Days with P'Nui
„Mai shai tung!“ Nui shouts just in time. The vendor hands me the bundle of green vegetables over the counter. Nui explains: “I told her that you don’t need a bag, you don’t like the plastic.” She knows me. I put the greens into my cotton bag. The lady who always refills my bottle with soy milk and my mug with ginger tea also recognizes me. And the woman at the candy stall next to hers gestures me to come closer, and that today she has the kind of sticky rice that I should eat with mangoes, and without egg this time. It is a normal evening at the local market.
“Look here, you should also try this one, with the coconut milk!” P’Nui has already paid for it and hands me the little rice cake. As always, I complain: “I’m going to get fat!” And, also as always, she just laughs and tells me to work out when I get back home. Right now I have to try everything that Thailand has to offer. And, unfortunately for my waist, a lot of that is vegan.

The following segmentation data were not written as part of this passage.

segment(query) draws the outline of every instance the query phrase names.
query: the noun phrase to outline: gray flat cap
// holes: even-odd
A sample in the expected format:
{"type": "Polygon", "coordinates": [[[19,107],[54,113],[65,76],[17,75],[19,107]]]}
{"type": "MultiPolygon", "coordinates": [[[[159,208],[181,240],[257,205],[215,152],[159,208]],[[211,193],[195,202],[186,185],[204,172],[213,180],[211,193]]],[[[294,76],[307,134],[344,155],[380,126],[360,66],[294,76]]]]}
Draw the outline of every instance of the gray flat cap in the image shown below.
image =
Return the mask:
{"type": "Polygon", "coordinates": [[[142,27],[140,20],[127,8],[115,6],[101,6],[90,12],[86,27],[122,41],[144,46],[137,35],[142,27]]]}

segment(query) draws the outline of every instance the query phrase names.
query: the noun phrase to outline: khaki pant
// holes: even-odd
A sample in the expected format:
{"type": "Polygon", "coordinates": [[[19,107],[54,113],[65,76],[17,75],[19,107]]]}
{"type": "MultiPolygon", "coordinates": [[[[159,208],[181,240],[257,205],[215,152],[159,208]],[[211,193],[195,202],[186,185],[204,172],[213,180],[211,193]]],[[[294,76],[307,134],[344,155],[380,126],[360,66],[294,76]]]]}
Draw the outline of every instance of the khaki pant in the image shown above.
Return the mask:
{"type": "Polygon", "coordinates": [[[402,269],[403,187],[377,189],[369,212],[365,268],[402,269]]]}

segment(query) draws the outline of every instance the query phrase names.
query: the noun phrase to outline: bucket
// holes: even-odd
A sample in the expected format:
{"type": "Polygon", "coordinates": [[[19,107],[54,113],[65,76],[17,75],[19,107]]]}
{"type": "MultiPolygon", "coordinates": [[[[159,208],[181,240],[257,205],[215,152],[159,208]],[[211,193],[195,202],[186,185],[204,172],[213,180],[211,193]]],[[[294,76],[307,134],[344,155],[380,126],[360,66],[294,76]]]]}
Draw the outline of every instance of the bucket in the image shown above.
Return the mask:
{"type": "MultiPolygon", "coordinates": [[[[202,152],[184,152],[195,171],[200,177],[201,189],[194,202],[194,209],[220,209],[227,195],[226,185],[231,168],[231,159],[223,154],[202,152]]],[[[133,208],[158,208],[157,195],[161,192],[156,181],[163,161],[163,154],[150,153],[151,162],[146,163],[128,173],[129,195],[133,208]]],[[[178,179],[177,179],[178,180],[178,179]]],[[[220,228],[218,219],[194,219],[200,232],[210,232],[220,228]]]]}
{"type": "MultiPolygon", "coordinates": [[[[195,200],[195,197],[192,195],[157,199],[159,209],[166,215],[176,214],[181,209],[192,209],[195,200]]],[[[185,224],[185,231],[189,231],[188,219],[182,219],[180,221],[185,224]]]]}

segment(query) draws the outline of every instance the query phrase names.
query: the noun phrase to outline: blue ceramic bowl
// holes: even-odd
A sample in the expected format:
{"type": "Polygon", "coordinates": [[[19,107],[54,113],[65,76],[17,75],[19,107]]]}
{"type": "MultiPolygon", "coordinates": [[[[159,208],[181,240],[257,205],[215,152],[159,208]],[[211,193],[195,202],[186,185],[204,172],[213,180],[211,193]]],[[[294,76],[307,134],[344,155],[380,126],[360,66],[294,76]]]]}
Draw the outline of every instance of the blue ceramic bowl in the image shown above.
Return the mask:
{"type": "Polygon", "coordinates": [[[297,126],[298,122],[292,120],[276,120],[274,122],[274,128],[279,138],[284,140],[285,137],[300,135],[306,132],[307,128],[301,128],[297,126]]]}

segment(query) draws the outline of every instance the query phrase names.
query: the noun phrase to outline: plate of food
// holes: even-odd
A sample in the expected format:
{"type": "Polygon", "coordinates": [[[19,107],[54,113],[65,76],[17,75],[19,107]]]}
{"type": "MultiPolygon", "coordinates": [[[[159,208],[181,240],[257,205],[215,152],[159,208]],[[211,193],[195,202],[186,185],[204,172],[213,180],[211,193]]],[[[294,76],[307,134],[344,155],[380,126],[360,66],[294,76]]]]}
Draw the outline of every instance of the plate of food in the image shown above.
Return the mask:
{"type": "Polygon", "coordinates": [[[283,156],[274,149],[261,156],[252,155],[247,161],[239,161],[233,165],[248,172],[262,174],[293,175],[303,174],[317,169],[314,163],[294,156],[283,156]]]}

Nui translates to “little sister”, as she is the second girl in the family. This is the way Thai nicknames work. Another vet assistant in the wildlife hospital is called P’Pet, meaning duck, because his parents thought his mouth looked like a duck’s beak when he was a baby. The P stands for “older sister” or “older brother”. It is how one respectfully addresses an older or higher ranked person in Thailand. Here at the zoo, it has become part of some people’s names that they even save their contacts to the phones like this. Also, when you don’t know somebody’s name, you can always just call them P. But I finally know the names here, and in general I’ve settled in, and I’m allowed to do more. The two vet assistants who administer the drugs to our ward patients via blow pipe every morning can rely on me for preparing them, and by now I’ve figured out which species will be treated with the darts and which ones with a normal syringe. In between, they’ll get me a little challenge to spice it up, like coming in with an anesthetized antelope early in the morning, so that I have to clear the table of all the meds, darts and syringes within seconds, simultaneously prepare everything for the day and monitor the anesthesia. On another day, there are two new faces running around. As it turns out, they are the vets from Dusit zoo in Bangkok that was closed last year, so they have transferred here. And just this morning, we managed four patients under anesthesia within one hour: put to sleep, examine, draw blood, x-ray, and while somebody gives the antagonist that will wake the patient up, another person already puts the next one on that very same table. I have to react as quickly as everyone else in these situations, measure the temperature, count the breaths and heartbeats per minute, write down the drugs that somebody administers and tells me either in Thai or in English (depending on whether they remember that I’m just in the process of learning the numbers, or not), look for any anomalies and then jump behind the lead wall when we take x-rays. There is quite the buzz going on in these situations, people running around, shouting directions, everything needs to go fast, I’m constantly in someone’s way. Field conditions is what I call this.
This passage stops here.